Gebot des fairen Verfahrens: Allgemeine Zurechnung des Verfahrensgangs in Vertragsstaaten des EMRK unabhängig von den nationalen Verfahrensordnungen


Leitsatz

1. Eine allgemeine Zurechnung des Verfahrensgangs in Vertragsstaaten der EMRK unabhängig davon, ob die konkret betroffenen Verfahrenshandlungen dem jeweils nationalen Verfahrensrecht entsprechen oder nicht, ist durch die Konvention nicht geboten .
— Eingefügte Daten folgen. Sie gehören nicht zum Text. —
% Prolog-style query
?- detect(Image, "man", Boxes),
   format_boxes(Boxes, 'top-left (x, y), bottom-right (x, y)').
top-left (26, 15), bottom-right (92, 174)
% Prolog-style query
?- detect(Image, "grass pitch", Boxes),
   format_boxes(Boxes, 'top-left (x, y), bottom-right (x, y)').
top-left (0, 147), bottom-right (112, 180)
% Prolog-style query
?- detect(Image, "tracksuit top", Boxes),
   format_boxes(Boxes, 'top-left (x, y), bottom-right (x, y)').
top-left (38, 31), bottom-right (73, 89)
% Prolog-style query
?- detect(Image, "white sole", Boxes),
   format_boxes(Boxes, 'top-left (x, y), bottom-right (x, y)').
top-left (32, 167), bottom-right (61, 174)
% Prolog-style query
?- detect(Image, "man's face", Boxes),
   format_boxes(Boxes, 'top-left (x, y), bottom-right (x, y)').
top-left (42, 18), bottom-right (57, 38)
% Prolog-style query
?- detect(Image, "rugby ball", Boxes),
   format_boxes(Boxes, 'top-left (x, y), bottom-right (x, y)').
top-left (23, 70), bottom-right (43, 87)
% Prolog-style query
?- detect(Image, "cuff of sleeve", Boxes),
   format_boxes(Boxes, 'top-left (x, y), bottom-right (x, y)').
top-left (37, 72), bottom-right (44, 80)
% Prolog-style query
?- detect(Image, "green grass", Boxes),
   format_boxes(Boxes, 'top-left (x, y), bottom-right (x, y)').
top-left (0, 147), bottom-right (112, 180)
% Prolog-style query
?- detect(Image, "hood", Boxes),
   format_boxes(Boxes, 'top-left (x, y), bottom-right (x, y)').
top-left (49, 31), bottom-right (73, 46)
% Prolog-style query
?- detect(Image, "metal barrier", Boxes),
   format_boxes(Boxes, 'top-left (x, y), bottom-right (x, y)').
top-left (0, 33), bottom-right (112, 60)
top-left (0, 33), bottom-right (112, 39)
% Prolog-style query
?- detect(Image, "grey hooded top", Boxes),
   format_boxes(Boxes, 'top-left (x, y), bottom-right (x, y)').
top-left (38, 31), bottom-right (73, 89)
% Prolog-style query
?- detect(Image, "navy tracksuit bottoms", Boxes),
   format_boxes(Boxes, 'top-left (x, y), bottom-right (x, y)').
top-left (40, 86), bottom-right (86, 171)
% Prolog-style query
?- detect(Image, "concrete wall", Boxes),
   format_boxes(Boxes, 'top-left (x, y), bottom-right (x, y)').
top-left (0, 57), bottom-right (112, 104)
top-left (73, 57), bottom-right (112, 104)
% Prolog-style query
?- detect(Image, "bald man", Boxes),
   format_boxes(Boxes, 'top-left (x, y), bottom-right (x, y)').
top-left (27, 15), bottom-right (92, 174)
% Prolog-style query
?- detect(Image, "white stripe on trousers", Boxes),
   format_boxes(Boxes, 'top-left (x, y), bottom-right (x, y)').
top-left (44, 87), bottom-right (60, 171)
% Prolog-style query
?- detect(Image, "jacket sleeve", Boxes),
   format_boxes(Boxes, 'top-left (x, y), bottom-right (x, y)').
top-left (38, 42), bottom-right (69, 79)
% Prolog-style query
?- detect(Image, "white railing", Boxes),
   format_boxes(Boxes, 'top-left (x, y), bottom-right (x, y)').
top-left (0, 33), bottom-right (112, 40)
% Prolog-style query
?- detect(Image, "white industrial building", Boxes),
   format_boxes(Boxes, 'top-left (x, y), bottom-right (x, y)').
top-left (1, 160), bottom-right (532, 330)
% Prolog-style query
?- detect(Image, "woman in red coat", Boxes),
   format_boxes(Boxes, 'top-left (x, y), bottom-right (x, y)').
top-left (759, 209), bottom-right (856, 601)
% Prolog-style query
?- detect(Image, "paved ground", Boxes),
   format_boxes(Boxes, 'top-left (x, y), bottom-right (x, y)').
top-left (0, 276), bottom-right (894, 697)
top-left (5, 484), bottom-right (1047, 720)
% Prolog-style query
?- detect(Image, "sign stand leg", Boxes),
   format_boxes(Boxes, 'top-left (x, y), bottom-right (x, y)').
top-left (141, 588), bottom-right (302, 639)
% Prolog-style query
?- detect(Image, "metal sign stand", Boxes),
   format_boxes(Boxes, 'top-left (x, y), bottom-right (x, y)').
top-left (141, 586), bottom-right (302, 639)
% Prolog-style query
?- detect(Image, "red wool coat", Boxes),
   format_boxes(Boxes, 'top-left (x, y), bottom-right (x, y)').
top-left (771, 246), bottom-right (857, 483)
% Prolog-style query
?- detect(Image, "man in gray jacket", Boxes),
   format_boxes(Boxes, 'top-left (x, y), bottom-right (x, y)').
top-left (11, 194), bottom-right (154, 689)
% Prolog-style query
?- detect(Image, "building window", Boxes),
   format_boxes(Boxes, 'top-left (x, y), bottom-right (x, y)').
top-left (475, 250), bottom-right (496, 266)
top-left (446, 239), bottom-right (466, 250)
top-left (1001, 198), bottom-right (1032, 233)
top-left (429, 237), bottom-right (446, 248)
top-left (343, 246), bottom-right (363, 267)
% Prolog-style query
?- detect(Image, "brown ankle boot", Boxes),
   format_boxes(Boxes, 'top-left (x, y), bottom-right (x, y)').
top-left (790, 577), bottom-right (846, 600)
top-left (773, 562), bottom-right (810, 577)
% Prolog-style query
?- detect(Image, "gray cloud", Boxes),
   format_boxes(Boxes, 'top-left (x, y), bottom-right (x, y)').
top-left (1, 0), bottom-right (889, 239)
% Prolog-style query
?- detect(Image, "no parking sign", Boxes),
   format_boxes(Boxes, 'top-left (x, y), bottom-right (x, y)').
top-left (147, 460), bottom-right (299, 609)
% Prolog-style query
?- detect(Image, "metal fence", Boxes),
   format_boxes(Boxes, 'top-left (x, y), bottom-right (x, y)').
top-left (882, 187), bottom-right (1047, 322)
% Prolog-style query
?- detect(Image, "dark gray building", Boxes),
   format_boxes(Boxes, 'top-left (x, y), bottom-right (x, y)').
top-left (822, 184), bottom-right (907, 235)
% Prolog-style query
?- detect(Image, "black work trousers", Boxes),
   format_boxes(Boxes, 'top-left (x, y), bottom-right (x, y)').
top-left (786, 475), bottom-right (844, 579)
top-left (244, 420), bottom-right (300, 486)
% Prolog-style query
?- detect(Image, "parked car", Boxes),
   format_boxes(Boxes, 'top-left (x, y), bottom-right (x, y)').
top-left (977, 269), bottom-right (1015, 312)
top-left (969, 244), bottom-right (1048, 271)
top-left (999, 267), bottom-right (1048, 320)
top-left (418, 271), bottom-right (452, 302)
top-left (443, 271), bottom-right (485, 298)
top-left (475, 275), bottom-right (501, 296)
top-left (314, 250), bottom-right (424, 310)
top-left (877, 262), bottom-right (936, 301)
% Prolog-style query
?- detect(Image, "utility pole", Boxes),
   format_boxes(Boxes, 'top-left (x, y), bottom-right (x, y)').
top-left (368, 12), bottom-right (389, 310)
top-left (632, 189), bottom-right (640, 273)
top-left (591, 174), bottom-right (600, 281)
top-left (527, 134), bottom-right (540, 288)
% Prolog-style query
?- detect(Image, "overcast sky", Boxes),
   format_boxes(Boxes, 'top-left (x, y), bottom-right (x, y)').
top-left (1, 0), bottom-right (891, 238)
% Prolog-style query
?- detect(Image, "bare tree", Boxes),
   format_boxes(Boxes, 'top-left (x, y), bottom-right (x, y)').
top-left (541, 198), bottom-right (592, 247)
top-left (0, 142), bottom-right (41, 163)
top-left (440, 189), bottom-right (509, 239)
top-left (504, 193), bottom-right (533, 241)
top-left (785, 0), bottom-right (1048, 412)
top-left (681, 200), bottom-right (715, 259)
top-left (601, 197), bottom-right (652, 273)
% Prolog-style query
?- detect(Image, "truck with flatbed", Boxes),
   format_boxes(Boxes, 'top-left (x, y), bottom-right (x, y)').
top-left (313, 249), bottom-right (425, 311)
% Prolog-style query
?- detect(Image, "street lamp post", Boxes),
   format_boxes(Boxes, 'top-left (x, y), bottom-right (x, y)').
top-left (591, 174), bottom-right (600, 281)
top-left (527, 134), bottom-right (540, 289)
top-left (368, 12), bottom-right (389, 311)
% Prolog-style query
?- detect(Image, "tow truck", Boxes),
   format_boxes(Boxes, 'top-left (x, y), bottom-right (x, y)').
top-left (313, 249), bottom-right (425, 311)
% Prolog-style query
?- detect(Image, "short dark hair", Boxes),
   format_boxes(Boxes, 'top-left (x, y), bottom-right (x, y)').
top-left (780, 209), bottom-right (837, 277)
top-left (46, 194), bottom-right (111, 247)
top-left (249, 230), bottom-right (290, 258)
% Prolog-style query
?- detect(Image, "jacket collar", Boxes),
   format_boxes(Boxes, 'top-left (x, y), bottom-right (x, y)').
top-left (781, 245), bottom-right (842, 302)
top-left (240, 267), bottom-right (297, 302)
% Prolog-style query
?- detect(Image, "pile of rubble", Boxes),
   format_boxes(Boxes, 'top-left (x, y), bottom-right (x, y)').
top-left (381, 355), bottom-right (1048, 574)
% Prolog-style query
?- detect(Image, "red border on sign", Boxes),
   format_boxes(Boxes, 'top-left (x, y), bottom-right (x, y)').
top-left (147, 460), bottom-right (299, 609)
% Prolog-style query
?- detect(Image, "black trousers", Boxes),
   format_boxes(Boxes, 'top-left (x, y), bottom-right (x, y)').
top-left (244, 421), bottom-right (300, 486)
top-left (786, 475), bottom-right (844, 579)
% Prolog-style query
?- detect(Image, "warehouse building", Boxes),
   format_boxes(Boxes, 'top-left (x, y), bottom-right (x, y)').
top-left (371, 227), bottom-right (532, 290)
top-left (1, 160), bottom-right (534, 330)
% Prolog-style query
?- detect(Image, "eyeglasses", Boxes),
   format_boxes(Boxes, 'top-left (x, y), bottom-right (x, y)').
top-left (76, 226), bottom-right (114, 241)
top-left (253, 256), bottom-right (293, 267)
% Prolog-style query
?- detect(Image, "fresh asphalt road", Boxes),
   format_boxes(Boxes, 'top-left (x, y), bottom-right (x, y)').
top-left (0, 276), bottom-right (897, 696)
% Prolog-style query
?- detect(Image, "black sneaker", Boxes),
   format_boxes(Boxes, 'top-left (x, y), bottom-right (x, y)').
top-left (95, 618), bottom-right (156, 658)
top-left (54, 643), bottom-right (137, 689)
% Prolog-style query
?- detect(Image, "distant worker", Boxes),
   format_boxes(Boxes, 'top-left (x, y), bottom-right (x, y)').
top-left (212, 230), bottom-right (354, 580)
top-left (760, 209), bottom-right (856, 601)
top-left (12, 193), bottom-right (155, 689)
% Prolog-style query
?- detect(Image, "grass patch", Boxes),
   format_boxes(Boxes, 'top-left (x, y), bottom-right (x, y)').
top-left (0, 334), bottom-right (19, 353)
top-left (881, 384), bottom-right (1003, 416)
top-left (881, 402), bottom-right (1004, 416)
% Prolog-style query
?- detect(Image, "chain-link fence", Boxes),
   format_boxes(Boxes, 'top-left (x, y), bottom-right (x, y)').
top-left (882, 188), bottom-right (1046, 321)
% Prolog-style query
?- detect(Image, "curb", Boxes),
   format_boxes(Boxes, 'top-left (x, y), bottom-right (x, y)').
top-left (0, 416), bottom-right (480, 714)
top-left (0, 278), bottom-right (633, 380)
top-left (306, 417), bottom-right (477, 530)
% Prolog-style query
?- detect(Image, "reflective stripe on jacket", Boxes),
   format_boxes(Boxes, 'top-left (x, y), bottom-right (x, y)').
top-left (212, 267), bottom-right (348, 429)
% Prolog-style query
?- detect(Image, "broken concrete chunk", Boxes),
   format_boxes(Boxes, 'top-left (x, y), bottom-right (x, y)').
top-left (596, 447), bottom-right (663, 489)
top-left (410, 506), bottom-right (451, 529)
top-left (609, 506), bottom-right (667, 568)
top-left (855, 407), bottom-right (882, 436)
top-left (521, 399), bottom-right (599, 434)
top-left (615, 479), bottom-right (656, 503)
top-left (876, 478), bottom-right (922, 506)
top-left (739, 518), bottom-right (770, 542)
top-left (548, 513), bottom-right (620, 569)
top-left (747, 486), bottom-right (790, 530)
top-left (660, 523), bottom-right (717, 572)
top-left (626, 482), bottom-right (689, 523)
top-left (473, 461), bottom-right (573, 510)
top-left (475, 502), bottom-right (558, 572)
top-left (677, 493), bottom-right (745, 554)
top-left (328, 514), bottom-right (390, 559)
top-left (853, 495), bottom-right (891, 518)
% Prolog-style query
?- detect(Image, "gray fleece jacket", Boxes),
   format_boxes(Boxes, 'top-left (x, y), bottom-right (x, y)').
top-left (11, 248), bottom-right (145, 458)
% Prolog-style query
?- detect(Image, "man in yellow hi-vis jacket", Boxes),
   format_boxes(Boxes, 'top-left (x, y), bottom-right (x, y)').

2. Die Regelungen der EMRK schaffen kein einheitliches Verfahrensrecht der Vertragsstaaten im Einzelnen mit einer unbeschränkten Zurechnung unabhängig von den nationalen Verfahrensrechtsordnungen .

Tenor

Die Revision des Angeklagten gegen das Urteil des [X.] vom 18. März 2009 wird als unbegründet verworfen.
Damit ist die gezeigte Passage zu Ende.